Mais la question de savoir si la stimulation des nuages fonctionne réellement ne fait pas l’objet d’un consensus scientifique. D’une part, il est impossible de déterminer la causalité dans les schémas météorologiques sans variable de contrôle ; les scientifiques ne peuvent pas tester le comportement d’un nuage s’il n’avait pas été ensemencé, et ne peuvent donc que supposer que la hausse des précipitations après l’encemensement est due à cette technique.

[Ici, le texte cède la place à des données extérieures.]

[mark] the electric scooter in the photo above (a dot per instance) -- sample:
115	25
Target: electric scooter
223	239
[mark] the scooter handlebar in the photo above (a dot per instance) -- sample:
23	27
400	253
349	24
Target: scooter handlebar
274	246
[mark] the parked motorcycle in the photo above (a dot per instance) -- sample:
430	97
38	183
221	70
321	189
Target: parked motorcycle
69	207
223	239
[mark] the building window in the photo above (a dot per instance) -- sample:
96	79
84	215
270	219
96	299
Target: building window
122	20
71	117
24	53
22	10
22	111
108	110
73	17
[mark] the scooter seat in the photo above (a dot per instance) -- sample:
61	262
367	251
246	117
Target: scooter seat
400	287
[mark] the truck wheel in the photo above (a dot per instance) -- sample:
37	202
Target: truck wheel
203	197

« Le problème avec l’atmosphère est que vous ne pouvez jamais faire une expérience contrôlée. Vous ne pouvez jamais dire ce qui se serait passé en toute certitude si vous n’aviez pas ensemencé une zone », expliquait en 2019 à WIRED Paul Connolly, chercheur au département des sciences de la terre et de l’environnement de l’université de Manchester.
Mais d’autres estiment que nous pourrons bientôt confirmer la fiabilité de cette méthode de manipulation du temps. Katja Friedrich, spécialiste de l’atmosphère à l’université du Colorado à Boulder, ne croyait pas à l’ensemencement des nuages jusqu’à ce qu’elle l’expérimente elle-même, en comparant la trajectoire d’un avion pulvérisateur avec celle de minuscules gouttelettes d’eau qui ont commencé à tomber après avoir été captées par un radar.
Les juridictions qui ont adopté l’ensemencement des nuages font souvent l’éloge de cette pratique qu’elles jugent efficace et respectueuse de l’environnement. Julie Gondzar, cheffe de projet au Wyoming Water Development Office, a déclaré au Guardian en mars que l’État avait déterminé que « l’ensemencement des nuages fonctionne et constitue un moyen efficace d’aider les zones frappées par la sécheresse, sans impact négatif sur l’environnement ».
Quelques études font écho à ce constat, même s’il est bien connu que l’argent, à certaines concentrations et dans certains composés chimiques, peut être toxique pour les organismes aquatiques. Mais une étude menée en 2021 sur les niveaux de pollution par les aérosols dans 20 régions des Émirats arabes unis a révélé des concentrations plus élevées de matières particulaires (PM) – de minuscules gouttelettes de polluants qui peuvent pénétrer dans les poumons et provoquer une irritation pulmonaire ou une maladie respiratoire à long terme – dans les régions qui avaient récemment subi un ensemencement de nuages. Les chercheurs ont attribué les différences régionales dans les volumes de PM aux conditions météorologiques et à l’activité industrielle.
En 2019, les Émirats arabes unis ont mené au moins 185 opérations d’ensemencement des nuages, rapportait alors WIRED. La fin de l’année a été marquée par des « pluies torrentielles » et des inondations qui ont bloqué la circulation dans les rues, les quartiers et les centres commerciaux. À l’époque, un porte-parole du NCM a nié avoir créé ces inondations auprès de WIRED. Selon Gulf Today, le NCM a effectué 126 vols d’ensemencement de nuages en 2021 jusqu’à présent. « Nous ne faisons qu’augmenter la quantité de pluie ; nous ne créons pas d’inondations », affirme Sufian Farrah, météorologue et expert en ensemencement de nuages.